“I’ll love you forever he said to me, but that was a big lie,” she spat out with vitriol. “Okay, I’ll be charitable,” she continued, “it was a gross exaggeration and an unkept promise, by a habitual liar.”

She was standing in the tiny front yard, of a tiny house, in the Greek part of Toronto. The yard was filled with white gravel. In the centre was a couple of painted statues of children: a young boy fishing, a girl standing with flowers, and in front of them was a statue of a man and woman sitting together on a bench, arms around each other. They looked loving and hopeful. They looked the perfect family.

I had made the mistake of asking her if the statue was of her and her husband.

 “We were happy together, raised a couple of kids,” she continued with bitterness. “But then he left me, for another woman. I never saw him again. I don’t know why he would do that. Why would he leave?”

She bent over, picking up some leaves that had blown in. It was well a tended yard, cared for like a religious shrine.

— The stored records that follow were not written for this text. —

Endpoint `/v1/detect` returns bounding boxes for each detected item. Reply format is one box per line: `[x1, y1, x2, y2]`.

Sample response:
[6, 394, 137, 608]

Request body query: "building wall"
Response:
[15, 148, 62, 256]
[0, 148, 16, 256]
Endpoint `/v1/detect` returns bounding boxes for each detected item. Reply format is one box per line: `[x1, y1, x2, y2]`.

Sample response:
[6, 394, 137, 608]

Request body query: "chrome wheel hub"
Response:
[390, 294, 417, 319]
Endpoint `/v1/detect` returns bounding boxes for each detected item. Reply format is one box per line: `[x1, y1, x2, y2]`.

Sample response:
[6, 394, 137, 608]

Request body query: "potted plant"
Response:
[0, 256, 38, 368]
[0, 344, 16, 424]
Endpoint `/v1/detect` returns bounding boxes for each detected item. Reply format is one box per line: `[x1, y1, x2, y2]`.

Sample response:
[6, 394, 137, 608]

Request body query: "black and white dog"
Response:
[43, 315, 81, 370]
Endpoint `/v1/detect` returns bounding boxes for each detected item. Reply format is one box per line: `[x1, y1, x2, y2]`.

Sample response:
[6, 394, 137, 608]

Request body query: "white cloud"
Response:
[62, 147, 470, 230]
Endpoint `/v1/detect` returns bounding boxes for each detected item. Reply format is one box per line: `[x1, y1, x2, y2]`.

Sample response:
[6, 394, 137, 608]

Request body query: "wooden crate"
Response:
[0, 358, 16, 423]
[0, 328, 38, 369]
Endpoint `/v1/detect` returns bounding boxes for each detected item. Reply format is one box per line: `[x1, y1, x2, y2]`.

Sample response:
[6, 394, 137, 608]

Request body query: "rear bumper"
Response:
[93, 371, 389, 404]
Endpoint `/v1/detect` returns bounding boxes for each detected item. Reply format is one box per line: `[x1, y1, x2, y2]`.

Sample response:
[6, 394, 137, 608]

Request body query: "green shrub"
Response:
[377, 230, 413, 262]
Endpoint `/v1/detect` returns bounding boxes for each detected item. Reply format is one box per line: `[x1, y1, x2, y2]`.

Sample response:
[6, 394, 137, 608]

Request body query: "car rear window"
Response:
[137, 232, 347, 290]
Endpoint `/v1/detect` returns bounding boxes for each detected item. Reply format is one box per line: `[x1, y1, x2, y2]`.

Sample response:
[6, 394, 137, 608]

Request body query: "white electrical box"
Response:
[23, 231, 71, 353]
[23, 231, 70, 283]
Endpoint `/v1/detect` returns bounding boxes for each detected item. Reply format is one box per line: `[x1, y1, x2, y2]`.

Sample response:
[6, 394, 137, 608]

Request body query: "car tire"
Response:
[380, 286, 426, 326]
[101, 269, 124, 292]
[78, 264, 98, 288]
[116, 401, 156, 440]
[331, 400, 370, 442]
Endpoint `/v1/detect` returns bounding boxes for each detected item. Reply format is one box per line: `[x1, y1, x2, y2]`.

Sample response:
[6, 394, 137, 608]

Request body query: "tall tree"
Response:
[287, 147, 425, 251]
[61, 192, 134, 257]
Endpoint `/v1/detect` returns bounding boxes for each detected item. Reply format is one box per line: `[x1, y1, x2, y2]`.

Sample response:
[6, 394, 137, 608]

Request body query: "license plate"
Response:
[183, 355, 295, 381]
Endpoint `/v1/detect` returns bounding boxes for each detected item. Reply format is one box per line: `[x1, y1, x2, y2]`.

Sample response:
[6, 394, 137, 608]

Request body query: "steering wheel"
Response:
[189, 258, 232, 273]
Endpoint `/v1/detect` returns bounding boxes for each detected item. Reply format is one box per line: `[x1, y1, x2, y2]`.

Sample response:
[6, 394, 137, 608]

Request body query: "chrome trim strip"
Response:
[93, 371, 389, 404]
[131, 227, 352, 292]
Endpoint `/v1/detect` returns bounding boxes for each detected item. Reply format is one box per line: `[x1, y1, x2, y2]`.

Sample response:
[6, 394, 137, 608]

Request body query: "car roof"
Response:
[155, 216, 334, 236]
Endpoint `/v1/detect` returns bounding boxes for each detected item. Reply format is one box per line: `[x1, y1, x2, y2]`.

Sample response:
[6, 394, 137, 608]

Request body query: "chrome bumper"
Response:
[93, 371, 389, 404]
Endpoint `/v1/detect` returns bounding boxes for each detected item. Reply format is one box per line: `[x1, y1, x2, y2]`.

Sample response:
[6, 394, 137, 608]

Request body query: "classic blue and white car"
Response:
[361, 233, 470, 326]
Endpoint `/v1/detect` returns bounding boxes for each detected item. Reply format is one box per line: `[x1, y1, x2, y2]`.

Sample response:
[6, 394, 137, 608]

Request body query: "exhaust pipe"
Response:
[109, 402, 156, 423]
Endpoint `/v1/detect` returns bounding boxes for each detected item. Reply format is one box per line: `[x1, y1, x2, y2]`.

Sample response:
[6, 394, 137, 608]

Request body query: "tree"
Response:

 “That’s her, sitting on the bench. I feel like kicking her; but I’d kick him too if I did.” She paused picking up some debris. “It’s been a while now, but it’s funny, I really don’t remember his name. I don’t care though.”

If you took 30 years off her, she could have been the model for the woman in the statue, but now she was old and wrinkled, only a desiccated shadow of the loving woman in the statue.

As I was about to leave, a middle-aged man came out of the house and down the stairs, calling out, “Ok Grandma, I’ve called, they’ll be here in a few minutes to pick you up. You don’t want to miss your supper. They are making your favourite tonight, Moussaka.”

She ignored him, but I was fascinated because he looked just like the man in the statue, especially with his bushy hair and mustache.

My curiosity got the better of me, and I asked him, “These statues in the yard, who made them?”

“My dad did, just before he died of cancer,” He replied. “My mother died the following year. They were inseparable.”

“And this is your grandmother?”

“No, she is an Alzheimer’s patient from the Greek retirement home just a few blocks down the street. She escapes every once in a while and comes down here. For some reason, she thinks my father was her husband.”